Las enfermedades raras o poco comunes, afectan a un número reducido de personas en comparación con el total de la población mundial. Debido a su rareza y a que se presentan con menor frecuencia, su investigación es escasa, lo que implica hasta el momento, un reducido conocimiento sobre las mismas y por lo tanto tratamientos no siempre efectivos, incluso inexistentes.

 

Entre los numerosos problemas que afrontan pacientes y sus familias, predominan, la carencia de medicamentos efectivos y una larga y extenuante espera hasta recibir un diagnóstico certero. Una de las quejas más frecuentes es la falta de inversión en creación de medicamentos específicos por parte de farmacéuticas al  no considerarlos rentables, y de políticas gubernamentales que exijan equidad e inclusión al respecto.

 

Identificar el origen de los síntomas que presenta una persona al padecer una enfermedad rara, depende en gran medida, de la observación, paciencia y dedicación de los padres, quienes están presentes desde el comienzo, las 24 horas del día, siendo capaces de percibir que está sucediendo algo inusual en el desarrollo de su hijo o hija. Es una tarea ardua, de la mano de especialistas, identificar probables diagnósticos e ir descartando posibilidades, en periodos que se llegan a extender por años.

 

Precisamente, aunque el proceso pueda ser largo y agotador, hay un gran número de personas, entre ellos médicos, investigadores, universidades, pacientes voluntarios y organizaciones, que uniendo esfuerzos, día a día ponen su granito de arena para aportar al entendimiento de estas enfermedades, con las particularidades que cada una de ellas implica.

 

En Colombia, por ejemplo, el 02 de Julio del año 2010 con LEY 1392, se reconocen las enfermedades huérfanas, entre ellas las consideradas raras y olvidadas, como de especial interés y se adoptan normas tendientes a garantizar la protección social por parte del estado colombiano a la población que padece de enfermedades huérfanas y sus cuidadores. Desde entonces las diferentes entidades que tienen relación con el sector salud atienden a dichos usuarios con mayor diligencia y están obligadas a reportar nuevas enfermedades, resultados de investigación y registro de pacientes con el fin de mantener a la población actualizada y con acceso a información actualizada y veraz.

 

En ocasiones, estos esfuerzos pueden parecer infructuosos y desgastantes, pero valen la pena, en tanto significan resaltar el valor de la vida humana por encima de intereses económicos o políticos.

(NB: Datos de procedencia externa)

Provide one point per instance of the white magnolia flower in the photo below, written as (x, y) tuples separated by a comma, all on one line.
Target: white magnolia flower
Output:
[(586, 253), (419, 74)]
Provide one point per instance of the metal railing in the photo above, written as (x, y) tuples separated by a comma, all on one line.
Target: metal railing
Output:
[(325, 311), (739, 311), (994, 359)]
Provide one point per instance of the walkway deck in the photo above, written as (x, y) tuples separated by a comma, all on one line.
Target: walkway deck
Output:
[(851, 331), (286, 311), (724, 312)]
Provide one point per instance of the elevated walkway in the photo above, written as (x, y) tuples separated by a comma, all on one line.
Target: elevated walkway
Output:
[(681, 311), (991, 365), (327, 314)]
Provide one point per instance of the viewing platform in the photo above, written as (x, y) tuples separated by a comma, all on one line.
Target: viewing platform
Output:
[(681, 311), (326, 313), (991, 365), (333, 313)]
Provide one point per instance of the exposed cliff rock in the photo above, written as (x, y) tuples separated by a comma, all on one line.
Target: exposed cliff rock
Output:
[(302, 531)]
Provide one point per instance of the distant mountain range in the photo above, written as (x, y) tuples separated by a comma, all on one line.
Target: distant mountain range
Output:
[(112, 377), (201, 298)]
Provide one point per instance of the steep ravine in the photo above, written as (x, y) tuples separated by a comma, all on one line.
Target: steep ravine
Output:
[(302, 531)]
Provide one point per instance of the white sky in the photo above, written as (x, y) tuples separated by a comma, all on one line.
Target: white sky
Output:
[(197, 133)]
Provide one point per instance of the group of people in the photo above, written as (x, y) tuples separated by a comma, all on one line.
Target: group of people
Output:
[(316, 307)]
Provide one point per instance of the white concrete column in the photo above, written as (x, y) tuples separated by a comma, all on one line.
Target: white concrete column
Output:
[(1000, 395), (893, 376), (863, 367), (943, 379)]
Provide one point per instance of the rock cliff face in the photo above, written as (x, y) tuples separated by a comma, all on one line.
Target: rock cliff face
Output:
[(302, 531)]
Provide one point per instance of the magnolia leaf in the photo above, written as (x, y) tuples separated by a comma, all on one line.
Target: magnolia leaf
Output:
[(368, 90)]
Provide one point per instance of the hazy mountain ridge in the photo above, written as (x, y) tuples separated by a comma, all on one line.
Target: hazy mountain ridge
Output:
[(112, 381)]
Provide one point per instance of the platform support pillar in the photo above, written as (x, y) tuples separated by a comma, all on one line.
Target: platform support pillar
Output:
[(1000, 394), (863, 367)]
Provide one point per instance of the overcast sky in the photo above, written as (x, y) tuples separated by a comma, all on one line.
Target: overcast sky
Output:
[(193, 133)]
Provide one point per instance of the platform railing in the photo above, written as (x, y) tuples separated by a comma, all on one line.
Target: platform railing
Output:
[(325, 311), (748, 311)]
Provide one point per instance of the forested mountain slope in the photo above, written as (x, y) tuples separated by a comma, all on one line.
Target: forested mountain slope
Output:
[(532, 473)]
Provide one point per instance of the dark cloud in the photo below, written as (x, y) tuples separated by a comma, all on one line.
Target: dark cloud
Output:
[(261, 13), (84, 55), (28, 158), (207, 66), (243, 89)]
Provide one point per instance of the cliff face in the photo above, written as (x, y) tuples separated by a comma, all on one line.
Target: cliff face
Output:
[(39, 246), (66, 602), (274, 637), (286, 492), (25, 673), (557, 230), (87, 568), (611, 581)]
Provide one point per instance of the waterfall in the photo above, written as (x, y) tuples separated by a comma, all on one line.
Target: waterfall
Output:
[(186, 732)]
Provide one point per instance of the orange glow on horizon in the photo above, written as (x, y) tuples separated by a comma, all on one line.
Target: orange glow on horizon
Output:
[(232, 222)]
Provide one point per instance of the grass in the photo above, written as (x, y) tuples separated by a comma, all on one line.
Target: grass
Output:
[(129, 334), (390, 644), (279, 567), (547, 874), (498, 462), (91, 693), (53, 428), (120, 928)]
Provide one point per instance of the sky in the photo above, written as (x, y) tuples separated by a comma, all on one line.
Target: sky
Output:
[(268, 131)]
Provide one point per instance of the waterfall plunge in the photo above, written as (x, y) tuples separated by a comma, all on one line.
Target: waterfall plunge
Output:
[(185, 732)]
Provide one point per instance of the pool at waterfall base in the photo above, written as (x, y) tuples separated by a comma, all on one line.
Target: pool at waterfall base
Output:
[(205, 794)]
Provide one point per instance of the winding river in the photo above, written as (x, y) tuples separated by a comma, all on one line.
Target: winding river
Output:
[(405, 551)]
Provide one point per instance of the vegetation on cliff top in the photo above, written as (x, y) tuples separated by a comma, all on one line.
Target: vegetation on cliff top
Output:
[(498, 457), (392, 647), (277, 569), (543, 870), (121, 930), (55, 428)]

Es responsabilidad y deber de cada persona adquirir conciencia a lo largo de su vida, de las diferencias, limitaciones y luchas de sus semejantes hasta el punto de comprender que “la rara es la enfermedad, no la persona”.

 

Así que, es importante, reforzar la formación de profesionales respecto a estas enfermedades, promover su investigación, generar conciencia sobre autocuidado y hábitos saludables, participar de campañas de sensibilización para mejorar los conocimientos sobre estas dolencias, asociarse y tratar de ayudar a estos pacientes a normalizar su vida en la medida de lo posible.